Zugeben: Ich habe auch erstmal gezuckt, als ich davon hörte, dass Valentin Altenburg zu Anne Schröder „Halt die Fresse“ sagte.
Die Empörung ist fehl am Platz
Doch der aufsehenerregende Austausch zwischen dem Hockey-Bundestrainer und seiner Spielerin in der Vorrundenpartie bei den Olympischen Spielen in Paris gegen Frankreich (5:1) war bei genauerer Betrachtung halb so wild.
Olympia 2024: Empörung in den sozialen Medien
Die Empörung, die vor allem auf der Plattform X teilweise zu lesen war, ist zumindest fehl am Platz. Ein Trainer, der so etwas zu einer Spielerin sage, dürfe kein Trainer sein, heißt es beispielsweise.
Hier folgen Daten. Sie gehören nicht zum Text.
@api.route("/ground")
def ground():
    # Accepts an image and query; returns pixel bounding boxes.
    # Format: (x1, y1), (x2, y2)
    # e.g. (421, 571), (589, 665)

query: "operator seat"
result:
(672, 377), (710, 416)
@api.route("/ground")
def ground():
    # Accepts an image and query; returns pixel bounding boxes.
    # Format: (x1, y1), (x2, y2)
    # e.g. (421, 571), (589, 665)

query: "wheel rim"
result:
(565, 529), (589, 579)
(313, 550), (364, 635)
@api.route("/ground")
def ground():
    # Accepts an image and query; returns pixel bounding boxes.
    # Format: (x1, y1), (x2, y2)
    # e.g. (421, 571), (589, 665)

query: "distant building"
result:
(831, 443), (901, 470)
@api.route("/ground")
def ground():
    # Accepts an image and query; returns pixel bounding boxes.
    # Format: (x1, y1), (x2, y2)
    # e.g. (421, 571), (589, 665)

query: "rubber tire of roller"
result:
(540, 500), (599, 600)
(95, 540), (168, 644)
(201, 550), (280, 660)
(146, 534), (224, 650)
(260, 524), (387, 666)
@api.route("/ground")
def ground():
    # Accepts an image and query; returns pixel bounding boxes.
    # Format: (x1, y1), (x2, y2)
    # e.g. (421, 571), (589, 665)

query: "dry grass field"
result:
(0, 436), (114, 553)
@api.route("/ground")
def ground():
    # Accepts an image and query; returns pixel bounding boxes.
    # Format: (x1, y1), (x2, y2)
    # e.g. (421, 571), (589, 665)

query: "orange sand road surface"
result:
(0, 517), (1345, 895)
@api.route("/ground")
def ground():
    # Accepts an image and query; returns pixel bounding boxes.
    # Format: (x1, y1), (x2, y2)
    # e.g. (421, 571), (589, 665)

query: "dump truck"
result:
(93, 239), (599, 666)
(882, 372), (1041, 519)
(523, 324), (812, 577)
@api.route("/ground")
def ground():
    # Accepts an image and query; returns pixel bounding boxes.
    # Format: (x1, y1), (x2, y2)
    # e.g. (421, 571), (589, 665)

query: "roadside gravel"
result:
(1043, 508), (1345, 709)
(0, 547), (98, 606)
Altenburg habe seinen „Klaus-Kinski-Moment“ - in Anlehnung an den für seine Wutausbrüche berüchtigten Schauspieler - gehabt oder ein „Aggressionsproblem“.
Kommentare wie diese hinterlassen Kopfschütteln, es gibt allerdings auch reichlich andere Meinungen.
Denn wir reden von einer emotionalen Situation in einem wichtigen Spiel bei Olympia - viel größer geht es nicht. Auch im Vereinssport auf niedrigerem Niveau ist es völlig normal, dass es auch in einer Spielpause mal hitzig wird, dass es auch mal knallt, ohne dass etwas hängenbleibt.
Denn entscheidend ist dabei doch, wie die Protagonisten damit umgehen!
Es gibt ein Problem - aber nicht in dieser Szene
Altenburg sprach von einem „bedingungslosen Vertrauen“ zwischen ihm und seiner Spielerin. Die Mannschaft habe Emotionen gebraucht - und die Aktion habe diese geliefert. Und genau so ist es!
Vielleicht wäre „Mund“ statt „Fresse“ ein wenig eleganter gewesen, aber ganz ehrlich: Wenn sich ein Trainer in einem Match bei Olympischen Spielen sich am besten im Vorfeld überlegen soll, was er in einem solchen Moment sagen darf und was nicht, brauchen wir uns nicht wundern, wenn wir zukünftig im Medaillenspiegel noch weiter hinterherhinken. Denn, das betonte zuletzt auch Robert Harting, es geht dann doch noch um Leistung.
Da gehören auch klare Ansprachen im Teamsport unter höchsten Wettkampfbedingungen hinzu, ohne dass über Führungsstile oder einen vermeintlichen schlechten oder „toxischen“ Umgang diskutiert wird.
Wichtig dabei: Es gibt leider 2024 noch genügend Fälle, in denen der Umgang zwischen Chef und Mitarbeitern oder Mann und Frau überhaupt nicht passt und entsprechende Diskussion angebracht sind.
Aber gerade deswegen sollte eine kurze emotionale Szene, die von beiden Parteien im Anschluss entsprechend eingeordnet wird, nicht in die gleiche Schublade gesteckt werden.